CWE-787¶

Out-of-bounds Write. [Memory-Buffer-Errors, Improper-Control-Of-A-Resource-Through-Its-Lifetime, Top25-2024-2]

Required inputs: IR, StaticSemanticAnalysis

The product writes data past the end, or before the beginning, of the intended buffer. Typically, this can result in corruption of data, a crash, or code execution. The product may modify an index or perform pointer arithmetic that references a memory location that is outside of the boundaries of the buffer.
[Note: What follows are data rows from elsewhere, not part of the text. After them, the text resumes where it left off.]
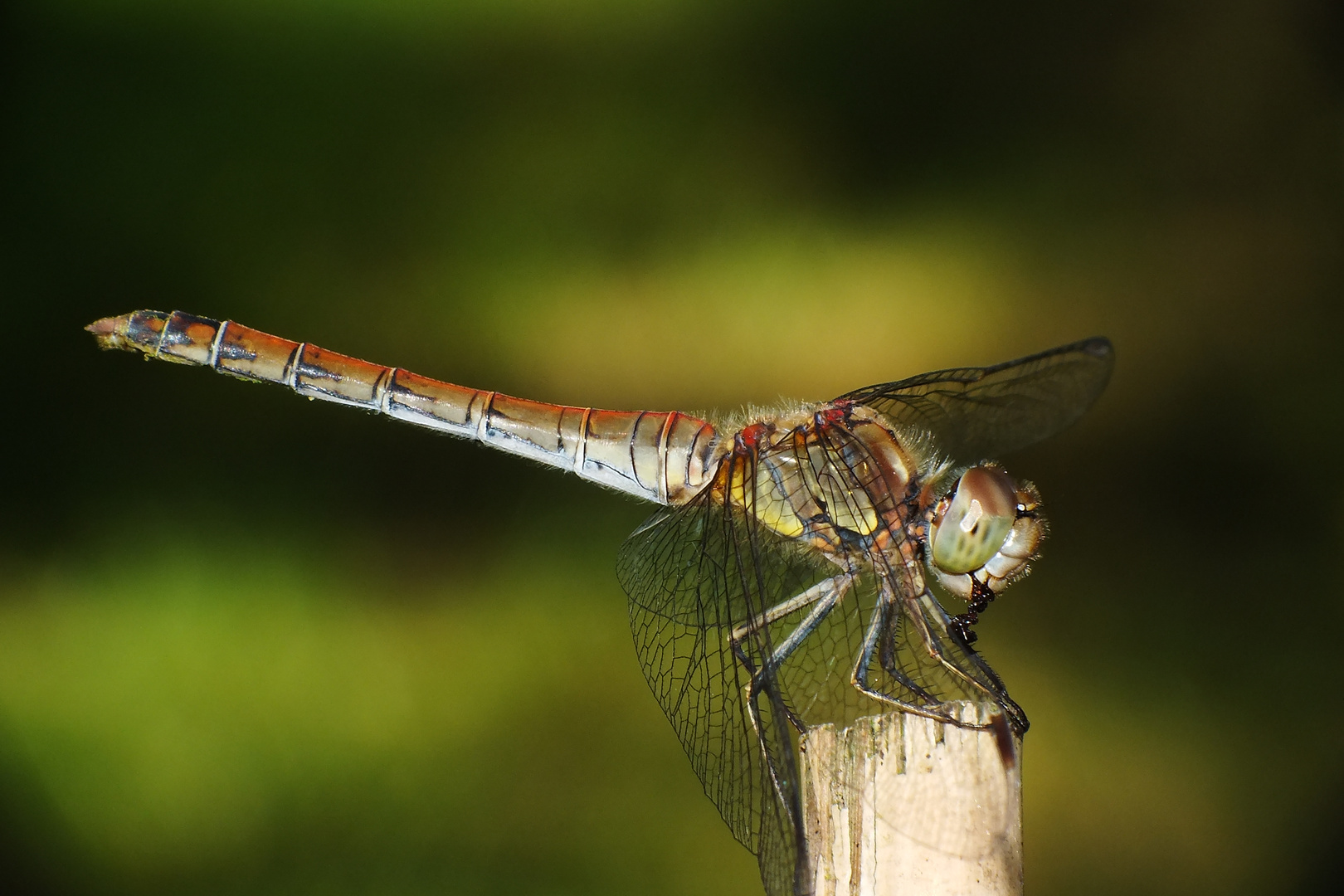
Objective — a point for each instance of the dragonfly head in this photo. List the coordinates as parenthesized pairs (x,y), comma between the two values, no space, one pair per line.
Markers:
(986,528)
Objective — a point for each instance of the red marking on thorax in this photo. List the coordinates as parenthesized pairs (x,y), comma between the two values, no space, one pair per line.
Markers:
(835,414)
(752,436)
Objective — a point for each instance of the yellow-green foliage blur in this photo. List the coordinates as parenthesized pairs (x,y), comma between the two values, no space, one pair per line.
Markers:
(251,644)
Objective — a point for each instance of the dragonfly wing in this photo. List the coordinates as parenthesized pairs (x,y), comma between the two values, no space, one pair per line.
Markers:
(983,411)
(717,605)
(694,575)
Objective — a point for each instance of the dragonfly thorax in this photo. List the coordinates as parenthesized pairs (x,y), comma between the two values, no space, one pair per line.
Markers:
(983,535)
(832,476)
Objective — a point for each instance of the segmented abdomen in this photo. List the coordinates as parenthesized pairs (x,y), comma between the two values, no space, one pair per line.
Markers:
(663,455)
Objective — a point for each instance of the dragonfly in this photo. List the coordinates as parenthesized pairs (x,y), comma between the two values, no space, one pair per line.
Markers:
(788,578)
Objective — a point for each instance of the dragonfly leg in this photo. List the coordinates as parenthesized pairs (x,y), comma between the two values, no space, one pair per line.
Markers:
(859,677)
(824,594)
(923,606)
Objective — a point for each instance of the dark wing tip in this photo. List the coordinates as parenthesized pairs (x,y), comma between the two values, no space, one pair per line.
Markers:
(1098,347)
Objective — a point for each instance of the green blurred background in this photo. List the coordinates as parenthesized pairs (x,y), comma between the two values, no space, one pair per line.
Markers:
(254,644)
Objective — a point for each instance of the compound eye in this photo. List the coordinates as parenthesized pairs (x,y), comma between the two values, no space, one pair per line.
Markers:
(976,522)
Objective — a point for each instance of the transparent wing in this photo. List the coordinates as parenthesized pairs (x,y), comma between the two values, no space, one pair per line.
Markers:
(739,663)
(976,412)
(695,574)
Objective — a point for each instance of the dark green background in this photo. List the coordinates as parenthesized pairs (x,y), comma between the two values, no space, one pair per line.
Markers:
(254,644)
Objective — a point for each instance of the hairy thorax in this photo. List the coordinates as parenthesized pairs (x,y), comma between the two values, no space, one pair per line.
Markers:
(834,477)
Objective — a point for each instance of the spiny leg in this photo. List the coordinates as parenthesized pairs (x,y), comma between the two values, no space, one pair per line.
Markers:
(859,676)
(825,594)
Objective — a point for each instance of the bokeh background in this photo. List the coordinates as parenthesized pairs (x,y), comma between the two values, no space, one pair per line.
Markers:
(254,644)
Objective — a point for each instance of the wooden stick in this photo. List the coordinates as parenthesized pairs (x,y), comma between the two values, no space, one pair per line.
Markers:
(901,804)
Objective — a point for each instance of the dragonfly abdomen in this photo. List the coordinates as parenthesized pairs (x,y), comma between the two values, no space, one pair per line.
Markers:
(663,457)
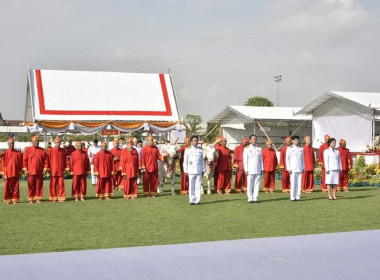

A subsequent write operation then produces undefined or unexpected results.

Demonstrative Examples

Example 1

The following code attempts to save four different identification numbers into an array.

Example Language:C
    int id_sequence[3];

    /* Populate the id array. */

    id_sequence[0] = 123;
    id_sequence[1] = 234;
    id_sequence[2] = 345;
    id_sequence[3] = 456;

Since the array is only allocated to hold three elements, the valid indices are 0 to 2; so, the assignment to id_sequence[3] is out of bounds.

Example 2

In the following code, it is possible to request that memcpy move a much larger segment of memory than assumed:

Example Language:C
    int returnChunkSize(void *) {
        /* if chunk info is valid, return the size of usable memory,

        * else, return -1 to indicate an error

        */
        ...
    }
    int main() {
        ...
        memcpy(destBuf, srcBuf, (returnChunkSize(destBuf)-1));
        ...
    }

If returnChunkSize() happens to encounter an error it will return -1. Notice that the return value is not checked before the memcpy operation (CWE-252), so -1 can be passed as the size argument to memcpy() (CWE-805). Because memcpy() assumes that the value is unsigned, it will be interpreted as MAXINT-1 (CWE-195), and therefore will copy far more memory than is likely available to the destination buffer (CWE-787, CWE-788).

Example 3

This code takes an IP address from the user and verifies that it is well formed. It then looks up the hostname and copies it into a buffer.

Example Language:C
    void host_lookup(char *user_supplied_addr){
        struct hostent *hp;
        in_addr_t *addr;
        char hostname[64];
        in_addr_t inet_addr(const char *cp);

        /*routine that ensures user_supplied_addr is in the right format for conversion */

        validate_addr_form(user_supplied_addr);
        addr = inet_addr(user_supplied_addr);
        hp = gethostbyaddr( addr, sizeof(struct in_addr), AF_INET);
        strcpy(hostname, hp->h_name);
    }

This function allocates a buffer of 64 bytes to store the hostname. However, there is no guarantee that the hostname will not be larger than 64 bytes. If an attacker specifies an address which resolves to a very large hostname, then the function may overwrite sensitive data or even relinquish control flow to the attacker.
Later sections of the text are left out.